Combining elements of technology, business, pop culture, national security, international competition, and President Donald Trump’s direct involvement, the new TikTok deal can be challenging to understand. Below, a quick summary of the deal, based mainly on the Wall Street Journal’s excellent report.
TikTok is an app that has filled a worldwide niche left open by social media giants like Facebook and Twitter. It allows every user to create appealing content, have it shared widely across the globe with the most receptive viewers, and most of all to receive tailored — in fact highly addictive — content in return. Inveterate Facebook users might liken that social network’s performance to an old Ford truck; TikTok works like a SpaceX rocket. Even the micro-blur on its badge sets it apart from every other app. Appealing first to young adults, increased internet usage in 2020 has expanded the app’s saturation significantly.
Such a meteoric rise does not go without notice. For Beijing, the app and its parent company ByteDance have become a de facto “national champion,” capturing prized ground in a mature social media market while rising as a symbol of national pride. But its connections to Beijing have aroused suspicion among China’s global competitors. China is a constant violator of privacy and intellectual property rights, among a vast and growing array of severe human rights abuses. Despite ByteDance’s (possibly sincere) protestations, China’s record suggests it has full access to TikTok’s information.
India first banned TikTok outright in late June amid border tensions with China. The United States, citing security concerns, threatened to follow suit shortly thereafter. Enter Trump, whom I suspect sees in TikTok the opportunity to capture a highly desirable property. To be sure Trump is willing to see the app banned, but taking it would mean a boon for the United States and (to his reckoning) a triumph for himself in an election year. Using the threatened ban as a lever, Trump appears to have made himself the driving force behind this deal. Lack of involvement by the usual investment banks further suggests a hasty action.
To seal the deal, however, the president must produce an agreement satisfactory to the companies and governments involved, including his own government. The initial pairing of ByteDance and Microsoft fell through as Trump’s demands for control of both TikTok and its coveted algorithm spurred rejection from Beijing. America’s powerful Committee on Foreign Investment in the United States (CFIUS) has voiced strong concerns as well.
By September, Oracle and Walmart had taken up the American side of the deal. In this configuration, Trump dropped his demand for the algorithm in return for minimally more secure conditions. However, it remains unclear whether even this reduced arrangement will pass muster in Beijing or indeed with CFIUS. Trump’s key officials have recently stated that the deal still inadequately addresses the threat posed by TikTok. It would appear that allowing the algorithm to remain with the parent company would at the very least leave open a “back door” route for China’s government to funnel data. And the app’s prevalence on cell phones hints at the enormous scale and diversity of data Beijing might collect.

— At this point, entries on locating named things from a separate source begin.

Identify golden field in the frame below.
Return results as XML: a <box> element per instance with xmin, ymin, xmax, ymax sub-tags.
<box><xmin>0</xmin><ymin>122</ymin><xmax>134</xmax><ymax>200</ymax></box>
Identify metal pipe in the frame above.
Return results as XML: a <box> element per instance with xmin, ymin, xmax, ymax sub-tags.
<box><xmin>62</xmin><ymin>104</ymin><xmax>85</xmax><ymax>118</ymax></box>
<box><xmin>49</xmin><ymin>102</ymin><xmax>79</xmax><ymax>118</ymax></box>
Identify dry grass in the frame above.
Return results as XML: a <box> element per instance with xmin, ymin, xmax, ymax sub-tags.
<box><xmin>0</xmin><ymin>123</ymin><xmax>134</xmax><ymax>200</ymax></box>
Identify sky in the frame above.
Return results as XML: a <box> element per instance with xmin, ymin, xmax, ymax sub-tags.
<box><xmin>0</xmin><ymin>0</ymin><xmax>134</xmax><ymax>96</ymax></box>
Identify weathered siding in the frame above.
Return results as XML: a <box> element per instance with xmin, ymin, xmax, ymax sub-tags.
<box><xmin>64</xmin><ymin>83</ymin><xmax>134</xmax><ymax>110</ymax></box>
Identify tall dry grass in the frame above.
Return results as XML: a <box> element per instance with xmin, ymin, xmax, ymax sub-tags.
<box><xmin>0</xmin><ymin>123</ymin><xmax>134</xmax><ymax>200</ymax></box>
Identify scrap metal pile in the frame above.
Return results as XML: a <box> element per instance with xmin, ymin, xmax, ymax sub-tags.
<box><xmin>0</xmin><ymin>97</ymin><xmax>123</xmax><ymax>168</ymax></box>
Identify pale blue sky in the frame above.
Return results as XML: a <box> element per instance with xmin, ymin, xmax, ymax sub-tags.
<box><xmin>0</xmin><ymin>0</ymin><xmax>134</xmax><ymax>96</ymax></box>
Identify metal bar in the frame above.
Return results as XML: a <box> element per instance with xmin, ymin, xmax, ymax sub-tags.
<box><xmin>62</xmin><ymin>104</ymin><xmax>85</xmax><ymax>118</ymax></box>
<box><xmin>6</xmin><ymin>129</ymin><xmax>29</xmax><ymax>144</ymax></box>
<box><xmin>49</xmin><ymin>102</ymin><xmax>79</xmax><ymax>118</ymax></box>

This brings us to today. Trump’s continued rumblings about a ban seem to have bought him a $5 billion promise from the U.S. entrants for a vaguely described “education program,” although the Chinese side appears unaware of this. Trump had previously requested “key money” — a large payment to the U.S. government from the companies — in exchange for brokering the deal, but White House counsel had insisted this was illegal. Besides that, it remains for the president to convince the parties involved.